Stuck on volume of a solid of revolution

Question

The problem I've been working on is where the curves are y=sqrt(x), y=1/x, and x=5, which are rotated around the y-axis. I am able to do this problem when rotating around the x-axis, but I have no clue how to calculate the inner radius when neither curve allows for me to determine the inner radius. I just need an idea of how to start this problem. I do not know how to post a graph or something here or if that's even allowed for a visual picture, so sorry about that! Thanks!

Answer 1

$2π\int_1^5x(\sqrt x-1/x)\rm dx=2π[2/5x^{5/2}-x]_1^5=2π((10\sqrt5-5)-(-3/5))=2π(10\sqrt5-22/5)=(20\sqrt5-44/5)π$, using cylindrical shells as @TobyMak suggests.

Answer 2

I find it often helps to make a graph of the equations, even when I think I know what the inner and outer radius will be. For the three equations $y= \sqrt x,$ $y = 1/x,$ $x = 5$ I get the region that is shaded in the figure below.

Now your problem, if you want to use the disk/washer method, is that the curves $y=\sqrt x$ and $y= 1/x$ are each closer to the $y$ axis than the curve $x = 5,$ but neither curve is the inner radius for the whole region. If you draw a horizontal line at $y=1/2$ the intersection with the region starts at $y=1/x$ and ends at $x=5$, but if you draw a horizontal line at $y=2$ the intersection starts at $y=\sqrt x$ instead.

One thing you can do in a case like this is to break the region in two pieces.

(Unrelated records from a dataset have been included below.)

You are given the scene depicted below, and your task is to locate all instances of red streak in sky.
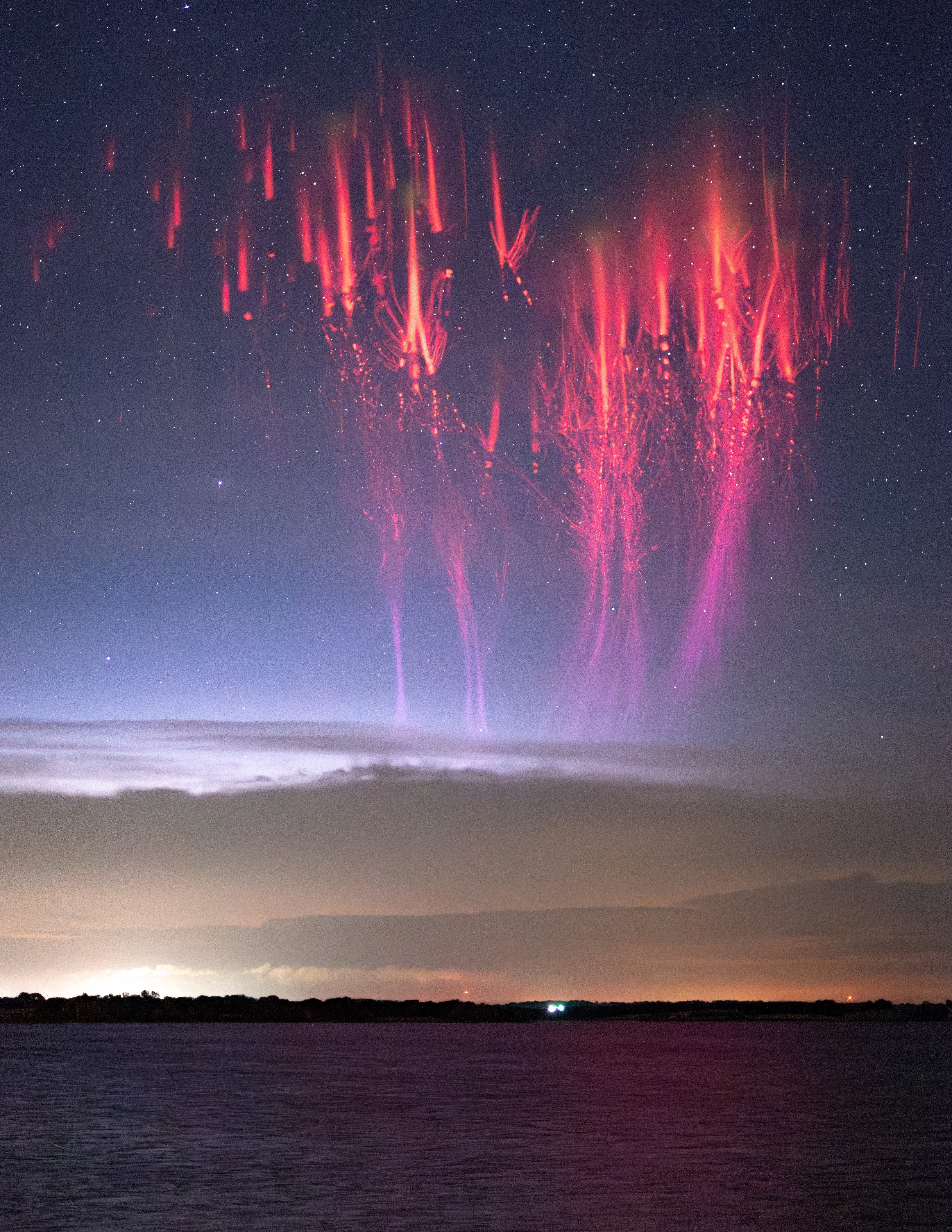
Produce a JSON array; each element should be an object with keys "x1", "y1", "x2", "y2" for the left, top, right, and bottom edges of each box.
[
  {"x1": 238, "y1": 218, "x2": 248, "y2": 292},
  {"x1": 331, "y1": 142, "x2": 357, "y2": 317},
  {"x1": 262, "y1": 119, "x2": 275, "y2": 201},
  {"x1": 424, "y1": 116, "x2": 443, "y2": 233}
]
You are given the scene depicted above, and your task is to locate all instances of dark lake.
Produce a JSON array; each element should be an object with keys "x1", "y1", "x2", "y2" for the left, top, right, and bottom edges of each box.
[{"x1": 0, "y1": 1022, "x2": 952, "y2": 1232}]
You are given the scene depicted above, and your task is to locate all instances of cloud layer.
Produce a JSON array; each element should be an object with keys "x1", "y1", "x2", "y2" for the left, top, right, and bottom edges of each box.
[{"x1": 0, "y1": 723, "x2": 952, "y2": 999}]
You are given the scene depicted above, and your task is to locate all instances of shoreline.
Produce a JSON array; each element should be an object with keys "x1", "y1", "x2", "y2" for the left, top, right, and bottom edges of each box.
[{"x1": 0, "y1": 993, "x2": 952, "y2": 1026}]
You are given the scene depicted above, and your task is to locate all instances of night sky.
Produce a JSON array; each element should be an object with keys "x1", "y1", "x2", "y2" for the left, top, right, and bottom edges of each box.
[{"x1": 0, "y1": 0, "x2": 952, "y2": 998}]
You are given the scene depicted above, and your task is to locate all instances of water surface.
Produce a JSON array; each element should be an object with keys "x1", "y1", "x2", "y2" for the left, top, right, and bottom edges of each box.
[{"x1": 0, "y1": 1022, "x2": 952, "y2": 1232}]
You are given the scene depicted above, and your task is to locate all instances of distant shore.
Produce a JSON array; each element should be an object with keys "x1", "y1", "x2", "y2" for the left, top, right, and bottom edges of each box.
[{"x1": 0, "y1": 992, "x2": 952, "y2": 1025}]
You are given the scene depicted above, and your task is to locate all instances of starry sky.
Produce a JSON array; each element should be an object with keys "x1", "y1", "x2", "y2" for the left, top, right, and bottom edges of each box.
[{"x1": 0, "y1": 0, "x2": 952, "y2": 995}]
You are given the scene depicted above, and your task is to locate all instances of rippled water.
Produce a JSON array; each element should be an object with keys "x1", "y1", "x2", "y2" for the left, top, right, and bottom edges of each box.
[{"x1": 0, "y1": 1022, "x2": 952, "y2": 1232}]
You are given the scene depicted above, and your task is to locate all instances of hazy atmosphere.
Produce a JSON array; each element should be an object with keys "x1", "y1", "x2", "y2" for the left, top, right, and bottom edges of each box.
[{"x1": 0, "y1": 0, "x2": 952, "y2": 1002}]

Now the lighter shaded region is bounded by $y=1/x,$ $x=5,$ and $y=1$, and the darker shaded region is bounded by $y=\sqrt x,$ $x=5,$ and $y=1$. You can work out the volumes swept by each of the smaller regions and add them together to get the total volume swept by the whole region.

Alternatively, you can use the shell method as suggested by others. This lets you compute the volume using just one integral.

Eventually, however, you will probably encounter a problem that cannot be done in just one integral by either the shell method or the washer method.